[89 minutes. R. Director: Noel Black]
The distorting effect of glass – and reflective surfaces in general – is a big visual motif in Noel Black’s Pretty Poison, and it makes sense: when lanky outcast Dennis Pitt (Anthony Perkins, tweaking his Norman Bates persona) is released from an institution, he sets his sights on small-town girl Sue Ann Stepanek (Tuesday Weld), who is immediately smitten by his claims of being a secret agent. At first, their rapport is easygoing and sort of charming; a spring romance taken from practically any teen-rebellion flick from the 1950s (indeed, the film shares more in common with the Andy Griffith era than the love-generation ‘60s). But a duality emerges in both characters that shows that what may look “normal” on the surface can be harboring a deep, irreparable distortion.
Pretty Poison sets the tone during the first scene, in which a set-to-be-released Dennis speaks with his parole officer, Azenauer (John Randolph). We are made privy to the fact that this young man – with his boy-next-door looks and slightly awkward demeanor – is a pathological liar.

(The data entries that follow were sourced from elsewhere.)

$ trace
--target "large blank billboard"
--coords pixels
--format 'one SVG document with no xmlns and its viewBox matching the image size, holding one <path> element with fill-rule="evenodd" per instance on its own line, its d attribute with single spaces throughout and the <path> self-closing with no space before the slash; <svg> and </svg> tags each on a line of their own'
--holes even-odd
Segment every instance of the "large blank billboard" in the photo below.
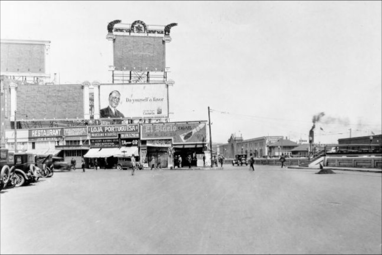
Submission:
<svg viewBox="0 0 382 255">
<path fill-rule="evenodd" d="M 19 85 L 17 95 L 18 119 L 84 118 L 81 84 Z"/>
<path fill-rule="evenodd" d="M 100 86 L 100 118 L 114 118 L 103 114 L 110 112 L 109 95 L 115 90 L 120 93 L 119 103 L 116 107 L 122 118 L 147 119 L 167 118 L 167 90 L 164 83 L 136 83 L 125 84 L 101 84 Z M 123 115 L 123 116 L 122 116 Z"/>
<path fill-rule="evenodd" d="M 115 70 L 163 72 L 165 45 L 161 37 L 116 35 L 113 53 Z"/>
<path fill-rule="evenodd" d="M 2 72 L 44 74 L 45 45 L 2 42 L 0 71 Z"/>
</svg>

He also looks older than Sue Ann, which adds a queasy subtext to the proceedings (she’s a high-school senior of legal age, first glimpsed in her short-skirted marching-band uniform), one that Black and screenwriter Lorenzo Semple, Jr. exploit in intriguing and unexpected ways. Despite its seedy neo-Noir underpinnings, Pretty Poison manages to be both tasteful and efficient; complex and fascinating; and full of suspense and mood as the noose inevitably tightens.
Dirty glass windows spattered with chemical runoff that looks ominously like blood. Odd glass tumblers at a roadside burger joint that render faces with the effect of a funhouse mirror. The ridiculously exaggerated viewfinder Dennis uses to monitor the progress of an assembly line (containing sealed glass bottles of an unidentified red liquid). There are even multi-colored glass knickknacks in the front window of Sue Ann’s house. As characters, there is a depth to Dennis and Sue Ann that portends something greater: the thrill of burgeoning young love, the danger of the unknown, and the fragility of human emotion under duress – not unlike a glass placed too close to the edge of a tall table.

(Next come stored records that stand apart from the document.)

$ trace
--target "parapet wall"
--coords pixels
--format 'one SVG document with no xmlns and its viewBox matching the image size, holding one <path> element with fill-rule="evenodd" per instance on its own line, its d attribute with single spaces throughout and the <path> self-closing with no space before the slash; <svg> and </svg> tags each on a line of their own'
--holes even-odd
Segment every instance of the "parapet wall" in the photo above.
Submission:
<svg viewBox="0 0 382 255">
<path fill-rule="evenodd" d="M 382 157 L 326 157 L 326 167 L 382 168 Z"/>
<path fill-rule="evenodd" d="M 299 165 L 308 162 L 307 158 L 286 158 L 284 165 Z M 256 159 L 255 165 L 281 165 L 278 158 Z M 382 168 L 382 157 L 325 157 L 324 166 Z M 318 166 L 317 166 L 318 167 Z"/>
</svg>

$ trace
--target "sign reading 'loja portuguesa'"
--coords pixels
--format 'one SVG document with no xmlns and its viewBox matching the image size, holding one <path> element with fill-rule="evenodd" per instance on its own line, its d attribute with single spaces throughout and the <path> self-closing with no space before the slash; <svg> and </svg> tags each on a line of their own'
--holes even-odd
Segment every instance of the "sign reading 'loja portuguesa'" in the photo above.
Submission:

In keeping the narrative largely character-driven (with both Perkins and Weld giving great performances), the script and direction thrives due to the teasingly subjective approach. We view the world through the eyes of these mysterious, potentially unreliable, and seemingly disparate individuals. As a result, we are locked out of their inner workings until the antisocial seams loosen, springing something shocking to the surface. Nothing is a foregone conclusion in Pretty Poison, and the less said about the plot, the better. Black treats the seemingly innocent beats of the beginning – including some dorky humor (Dennis’s made-up façade is right out of a bad B movie) – with an appropriate sappiness, which only makes the misdirection that much more effective when the film takes an unexpected midpoint turn.
Now, since there’s no way to dance around it…SPOILERS below!
Given that Night of the Living Dead pushed limits of screen carnage and Rosemary’s Baby transitioned frank sexuality to mainstream audiences that same year, Poison is ultimately rather coy in its depiction of these details; it doesn’t ogle its violent moments, nor is its approach to sex particularly explicit (there is a polite fade to Perkins and Weld’s post-coital faces after their first encounter). However, Black finds clever visual ways to make certain scenes cringe-worthy: take, for instance, the death of the night-watchman at the chemical plant; fazed by a knock to the head and rolled into the river, Sue Ann straddles him while holding his head underwater, a scene filmed with a perverse sexuality that suggests her character may be more than Dennis’s match. Or the montage of gears, springs, and levers on the assembly line – intercut with Perkins’s grinning, distorted-by-the-viewfinder face – to convey a daydream of sexual arousal.
The manner in which the characterizations overlap is wonderfully twisted, as Sue Ann – despite her popularity, beauty, and seeming social normality – is the product of a single-parent household, and subjected to the abuse of her mother (Beverly Garland). Her “bad girl” tendencies have been waiting for someone to properly bring them out (but who is to say they haven’t been brought to the surface before?). Dennis, meanwhile, is haunted by the “innocent” incident that led to the burning house Black periodically cuts away to. The strategy of having both characters cling to their own distorted, subjective versions of “normality” keeps the viewer guessing. And the violence, presented in a cold and matter-of-fact way, foreshadows Peter Bogdanovich’s Targets, which brought senseless killing to suburbia in a similarly detached manner.
Unlike modern-day thrillers that build up the plot solely for the sake of a cheap twist, Pretty Poison opts for an elliptical conclusion that nonetheless exhibits a satisfying arc for all characters involved. And certain unassuming setups, like Dennis’s retrieval of a paycheck – serve as deliciously unexpected lead-ins to further danger and risk. Norman Bates may be a legendary character, but Dennis deserves as much recognition as a sociopath with flaws and frailties that we can never completely trust; the same can be said for Weld’s mature performance as the alluring Lolita.